Features

What does an agency-side editorial director actually do?

We Are Social's Suz Tucker isn't your traditional newsroom editorial director. Here, she describes how she maintains her editorial integrity while producing client work in an agency environment.

I joined We Are Social as editorial director late last year, so I’m pretty fresh, and so is the role. It’s similar to a managing editor job at a publication, except, obviously, without the separation of church and state.

So where does ‘editorial’ actually fit in the agency setting?

My team works as a creative function within the business, so if you think about it in terms of what the org chart might look like, editorial sits adjacent to our team of traditional agency creatives. We’re responsible for the content used to engage brands’ audiences regularly to build brand equity with the audience over time. That’s the most utilitarian way I can define editorial.

If we wanted to give it a ‘higher purpose’ spin, our role – like the traditional role of a good ol’ fashioned newspaper – is to serve the audience first. So we always challenge ourselves with the question: “why would I – a real human – care about this?”

That’s the main focus of my role: finding that intersection between what the audience cares about and where the brand has a credible angle within that context.

Our team works at two speeds like most digital publishers; there’s the reactive newsroom-driven stream of work as well as long lead content.

The day-to-day

My background is independent digital publishing, so I’m from the quick ‘n’ dirty school school of problem solving, but the past few years I’ve started using tools (Evernote and the Remember The Milk app) and actively learning how to be a more zen office presence instead of darting between desks clutching fistfuls of A3 paper.

Now I usually break my day into three sections:

Reading, research and reviews

Get in early to knock over emails, get through urgent edits or approvals on my team’s work

Browse Wired, the Business of Fashion, NYT, weird Twitter, Reddit, headlines from the NextDraft e-newsletter (highly recommended if you’re after a great daily edit of the internet), and the most petty incidents from the NBA overnight (for personal reasons). 

Scribble story ideas on Post-Its to bring to the newsroom.

Meetings, the necessary evil

For better or worse, meetings make up a big chunk of my day. From 9.30 we cover off the essentials:

Projects/campaign WIP

Newsroom meeting to workshop reactive content opportunities (like this and this) for clients

Briefings or reviews

Then there’s a semi-regular cadence of meetings and creative workshops with the wider Creative team for concepting and reviews of editorial work, all of which are necessary and valuable… But yeah there are times when the meeting:getting-shit-done ratio is wildly disproportionate. That’s life.

Writing

I try to block out a couple of hours for writing, whether that’s evolving the editorial strategy for an existing client, new business presentations or a piece of content. I still like to write for every client I work across because it’s the best way of getting a proper handle on tone of voice and style. My team probably find me excessively hands on. Sorry, mates.

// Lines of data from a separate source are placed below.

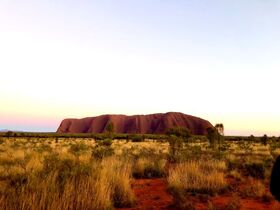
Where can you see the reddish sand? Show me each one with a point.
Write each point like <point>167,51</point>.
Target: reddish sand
<point>152,194</point>
<point>144,124</point>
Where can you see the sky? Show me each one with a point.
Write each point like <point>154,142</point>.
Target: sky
<point>215,59</point>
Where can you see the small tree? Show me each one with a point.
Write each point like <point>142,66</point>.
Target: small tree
<point>214,137</point>
<point>176,138</point>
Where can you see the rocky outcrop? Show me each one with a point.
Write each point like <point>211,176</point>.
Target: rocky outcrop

What’s my idea of a good day?

When an interesting, challenging brief comes in.

When someone pitches the perfect intersection between cultural moment and a brand in the newsroom and everyone laughs – then the client actually goes for it.

When great new ideas come out of the team and you can see a client have either a ‘that’s really fucking funny’ reaction or they embrace something new right there in the room.

And generally it’s always good when the team gets a piece of work live and it performs really well.

What does a bad day look like?

When I drop half a sandwich on a white shirt shortly before a client presentation.

When a great, unimpeachable idea gets knocked back for inexplicable reasons and no amount of reasoning can do anything to overcome the objection to it.

When someone breaks the Cardinal Rule of Fridays and books a meeting between 12 and 2pm.

There are very few true bad days. It’s more moments of general stress that come with simultaneously juggling several clients with multiple deadlines for each. Or working on a pitch where emotions run high and people are sleep deprived and, for some reason, designers tend to cop a lot of hysteria.

More often than not, pitching is fun and people clamour to get involved. We get through a civilised volume of beers at our local (as long as the Cardinal Rule of Fridays is observed). And most of the time I get home in time for dinner with my partner.